This week Google began rolling out an infinite scroll feature "for most English searches on mobile in the U.S.," according to the company. Prior to the update, mobile users had to click a button to load a new page of results.
Google said in a press release announcing the decision: "While you can often find what you're looking for in the first few results, sometimes you want to keep looking. In fact, most people who want additional information tend to browse up to four pages of search results. With this update, people can now seamlessly do this, browsing through many different results, before needing to click the 'See more' button."
The company didn't provide an estimate for the full rollout of infinite scroll, or for when the feature might be offered outside the U.S.
Google users will likely be familiar with the infinite scroll experience from social media. Facebook, Instagram, Twitter and LinkedIn all implement infinite scroll within their social feeds.

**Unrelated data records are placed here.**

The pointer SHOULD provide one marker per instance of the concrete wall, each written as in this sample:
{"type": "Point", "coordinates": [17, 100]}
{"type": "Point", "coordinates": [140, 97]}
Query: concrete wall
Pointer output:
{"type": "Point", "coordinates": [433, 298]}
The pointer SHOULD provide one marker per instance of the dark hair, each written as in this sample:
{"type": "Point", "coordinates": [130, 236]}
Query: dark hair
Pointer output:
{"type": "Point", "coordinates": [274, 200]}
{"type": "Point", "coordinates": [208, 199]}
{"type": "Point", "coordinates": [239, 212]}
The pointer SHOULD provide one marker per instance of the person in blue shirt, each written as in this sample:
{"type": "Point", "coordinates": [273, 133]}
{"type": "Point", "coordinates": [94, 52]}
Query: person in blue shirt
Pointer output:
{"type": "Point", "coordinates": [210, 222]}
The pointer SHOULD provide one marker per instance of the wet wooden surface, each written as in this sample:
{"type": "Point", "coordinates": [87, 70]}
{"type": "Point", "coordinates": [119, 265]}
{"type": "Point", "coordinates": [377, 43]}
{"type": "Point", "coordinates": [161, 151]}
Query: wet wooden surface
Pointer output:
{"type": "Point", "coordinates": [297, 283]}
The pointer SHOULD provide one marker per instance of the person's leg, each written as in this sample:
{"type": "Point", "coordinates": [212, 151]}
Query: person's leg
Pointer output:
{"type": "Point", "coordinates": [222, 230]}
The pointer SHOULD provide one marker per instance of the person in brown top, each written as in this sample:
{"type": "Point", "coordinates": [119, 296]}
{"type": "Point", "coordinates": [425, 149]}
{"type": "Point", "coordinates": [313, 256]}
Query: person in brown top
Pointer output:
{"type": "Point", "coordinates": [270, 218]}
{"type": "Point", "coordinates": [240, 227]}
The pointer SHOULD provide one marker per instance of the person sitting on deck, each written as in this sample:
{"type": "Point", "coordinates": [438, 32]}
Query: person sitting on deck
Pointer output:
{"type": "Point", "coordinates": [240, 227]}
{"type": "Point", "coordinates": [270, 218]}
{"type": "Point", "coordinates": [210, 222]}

Critics of infinite scroll say it manipulates users into spending more time online. The inventor of the feature, Aza Raskin, claims he feels guilty about having created it. "If you don't give your brain time to catch up with your impulses, you just keep scrolling," Raskin told the BBC.
Infinite scroll stands to benefit Google if users scroll through more search results and are therefore exposed to more ads. One interesting aspect of the design change is that it reorients the positioning of advertising within search results: Rather than coming at the top and bottom of each page, the ads are placed throughout the infinite stream of search results. This could benefit Google by making it more difficult for users to differentiate between paid and organic search results.
Alphabet generated $50.4 billion in advertising revenue for the three months ended June 30, 2021. That constituted nearly 82% of total revenue for the quarter.